The Magazine for Underwater Professionals
10th July 2018
Two men who stripped an estimated £150,000-worth of metal from UK shipwrecks, including the protected WW1 war grave HMS Hermes in the English Channel, have been jailed for fraud.
Experienced diver Nigel Ingram, 57, of Teynham in Kent, UK, and boat-owner John Blight, 58, of Winchelsea in East Sussex, UK, had denied the charges but were convicted on 22 June following a trial at Canterbury Crown Court.
The jury was told that French marine-surveillance officers had boarded Blight’s vessel De Bounty in French waters near the Hermes wreck in September 2014 while Ingram was carrying out a dive.
The Hermes battle-cruiser had been converted into an aircraft ferry and depot ship before the outbreak of war in 1914, but was sunk by a U-boat in the Dover Strait that October, with the loss of 44 lives.

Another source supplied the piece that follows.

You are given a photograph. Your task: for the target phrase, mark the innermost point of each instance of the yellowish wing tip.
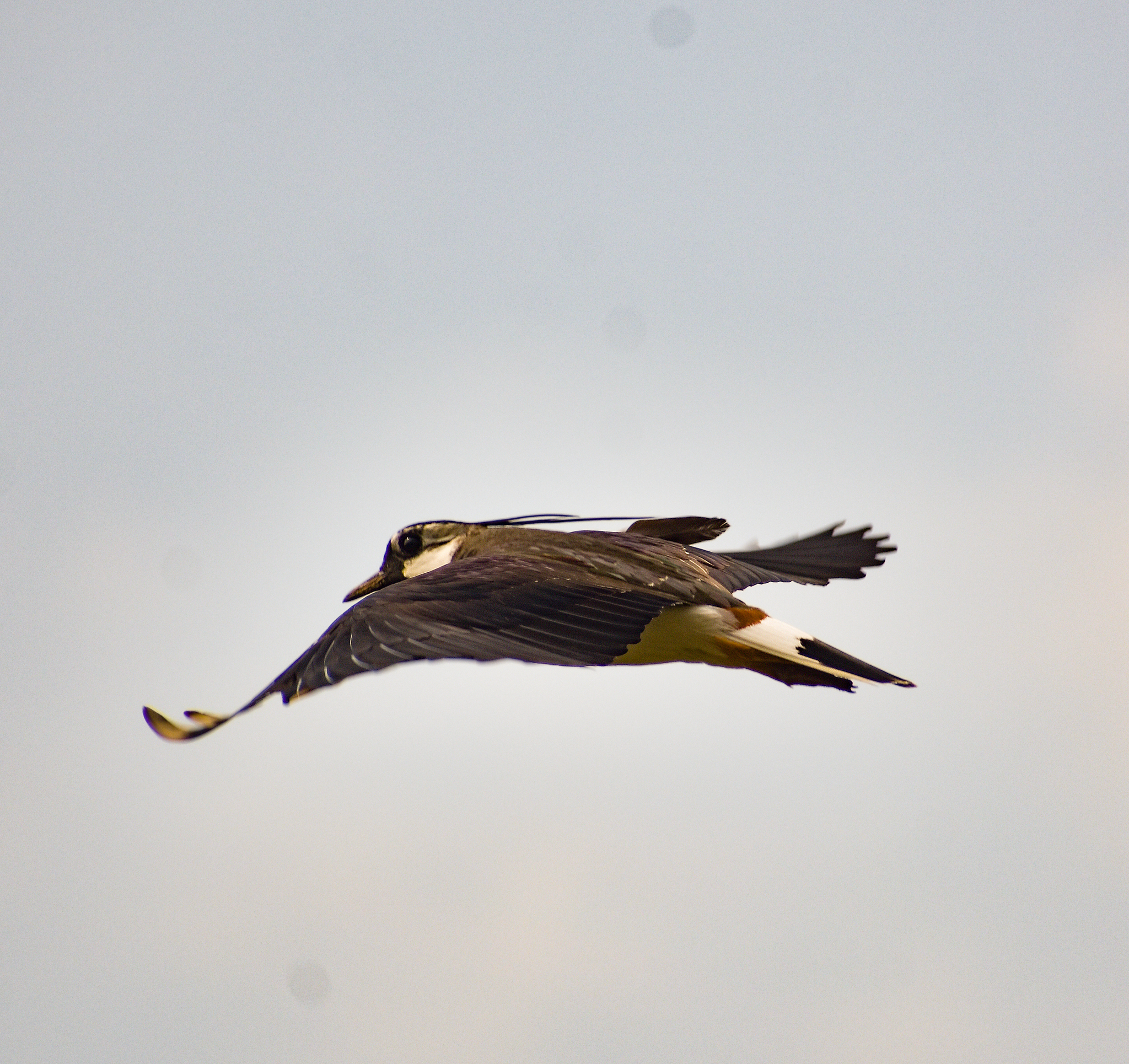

Ingram and Blight were not detained by the French authorities but lifting equipment present on the vessel led them to examine the wreck three days later. The condenser was found to have been removed.
A criminal investigation was launched and referred to Kent Police. The UK’s Maritime & Coastguard Agency warned Ingram about failure to declare salvage to the Receiver of Wreck, after which he reported three port-holes from fishing vessels and chinaware.
But in early 2015 officers searched his home and found some 100 items of wreck of unknown origin, including ships’ bells, a torpedo-hatch and large quantities of metal ingots.
Records showed that Ingram had made frequent visits to the APM Metals scrapyard in Sittingbourne, Kent, between May 2012 and December 2015, depositing more than six tonnes of metal there. The visits corresponded with entries in a notebook titled “De Bounty Diver Recovery” found at his home.
Ingram had cashed a £5029 cheque from the scrap-merchant on 1 October 2014, the day after the French officers had boarded his boat. A safe containing £16,000 in cash was also found at his home.
According to the police the value of wreck collected but not reported to the Receiver of Wreck was estimated at more than £150,000.
Ingram, convicted of four counts of fraud and one of money-laundering, was sentenced to four years in prison, while Blight, found guilty of four counts of fraud, was given a 3.5-year jail-term.
“Nigel Ingram and John Blight worked together to retrieve metal from a sunken warship on the seabed in order to enrich themselves,” said Richard Link, from the Crown Prosecution Service.
“Both men knew of their legal obligations to declare wreck recovered from the seabed. Their failure to declare the metal in order to sell it on for profit not only meant that they were guilty of fraud but also resulted in irreparable damage to sites of historical importance,” he said.